Since departing Stears, Kates has launched Public Tech Studio beneath which the ferry mapping mission sits. Now, they’re engaged on tasks much more formidable than the ferry map.

“Our aim is to offer a holistic view of how all these totally different public transportation companies join with one another—or don’t,” she explains. They wish to map all types of public transport so folks can “be extra intentional about assessing authorities plans to see if deliberate expansions will do a great job of fixing mobility and connectivity gaps.”

However the mission she’s most enthusiastic about may be probably the most basic: inhabitants estimates.

“Nobody is aware of how many individuals really dwell right here, and that’s so vital for principally any work anybody’s doing,” Kates says. “In the event you’re within the personal sector, it is advisable know what number of clients there are. In the event you’re within the public sector or nonprofit, it is advisable perceive how many individuals need assistance or companies.”

A number of analysis establishments have produced inhabitants estimates utilizing satellite tv for pc imagery and machine studying, with densities estimated on the square-kilometer degree. “However these sources aren’t very well-known, they usually’re all printed in these large huge knowledge recordsdata that require geospatial knowledge expertise.”
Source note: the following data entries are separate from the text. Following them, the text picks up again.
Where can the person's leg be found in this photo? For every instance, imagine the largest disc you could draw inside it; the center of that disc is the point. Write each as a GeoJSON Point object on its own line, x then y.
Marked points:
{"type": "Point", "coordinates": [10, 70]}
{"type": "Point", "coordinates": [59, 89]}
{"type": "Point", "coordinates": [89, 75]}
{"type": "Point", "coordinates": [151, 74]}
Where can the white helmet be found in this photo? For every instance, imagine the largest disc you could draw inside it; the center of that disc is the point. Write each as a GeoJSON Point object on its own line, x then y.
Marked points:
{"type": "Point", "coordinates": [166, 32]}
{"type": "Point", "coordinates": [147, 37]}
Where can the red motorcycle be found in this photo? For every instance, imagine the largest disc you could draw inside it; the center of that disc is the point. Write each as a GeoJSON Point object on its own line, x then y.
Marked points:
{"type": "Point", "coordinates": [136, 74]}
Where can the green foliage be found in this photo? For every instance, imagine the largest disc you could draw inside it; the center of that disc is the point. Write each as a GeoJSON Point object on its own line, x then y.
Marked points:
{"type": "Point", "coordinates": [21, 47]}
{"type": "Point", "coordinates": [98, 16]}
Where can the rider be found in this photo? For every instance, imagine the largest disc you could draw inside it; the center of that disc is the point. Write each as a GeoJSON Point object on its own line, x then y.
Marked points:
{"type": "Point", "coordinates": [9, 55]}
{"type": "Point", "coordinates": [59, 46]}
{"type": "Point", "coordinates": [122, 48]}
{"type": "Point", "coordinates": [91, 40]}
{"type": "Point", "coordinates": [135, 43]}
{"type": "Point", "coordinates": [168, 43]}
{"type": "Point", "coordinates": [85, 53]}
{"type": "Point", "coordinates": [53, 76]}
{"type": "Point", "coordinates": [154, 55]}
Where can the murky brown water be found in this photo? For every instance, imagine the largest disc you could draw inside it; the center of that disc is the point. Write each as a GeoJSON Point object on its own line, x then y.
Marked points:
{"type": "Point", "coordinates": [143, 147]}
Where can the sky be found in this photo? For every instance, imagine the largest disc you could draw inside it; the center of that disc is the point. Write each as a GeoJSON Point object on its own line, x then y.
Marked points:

Public Tech Studio plans to scrub all these estimates, validate which methodologies are most dependable, and “create quite simple aggregated variations that individuals can obtain, the place you may get LGA inhabitants estimates throughout these totally different knowledge sources.”

It’s unglamorous work. But it surely’s precisely the form of upstream problem-solving that Kates has been chasing her total profession.

“Nobody is aware of how many individuals really dwell right here, and that’s so vital for principally any work anybody’s doing. In the event you’re within the personal sector, it is advisable know what number of clients there are. In the event you’re within the public sector or nonprofit, it is advisable perceive how many individuals need assistance or companies.”


— Hannah Kates

The lengthy view

Kates is cautiously optimistic about African tech’s future.“I’m actually nervous concerning the affect of AI on job alternatives for junior tech expertise,” she admits. “It’s going to be a lot simpler for firms to leverage AI to perform the identical work. Coaching folks takes loads of vitality and sources.”

However she additionally sees alternative. “Nigerians are actually fast to undertake new know-how. There are lots of people studying how one can use these instruments and leverage them. I believe there’s hopefully a possibility for Nigerians to truly get forward in comparison with folks in different elements of the world.” 

There’s additionally an additional benefit within the civic tech house, “I imagine AI will probably be good for civic tech as a result of it should allow cash-strapped non-profits and advocacy teams to construct tech options extra inexpensively. Hiring high quality software program expertise has been an enormous price barrier for a majority of these organisations. I’m actually bullish on vibe coding. I wish to work with nonprofits to teach them by means of the method of constructing merchandise with AI and displaying them what’s attainable on their very own.”

All in all, Kates is attempting to tempo herself and never  “do too many issues directly.”  Thus far, the reception to the ferry map has been encouraging.

“I’m actually optimistic,” she says merely.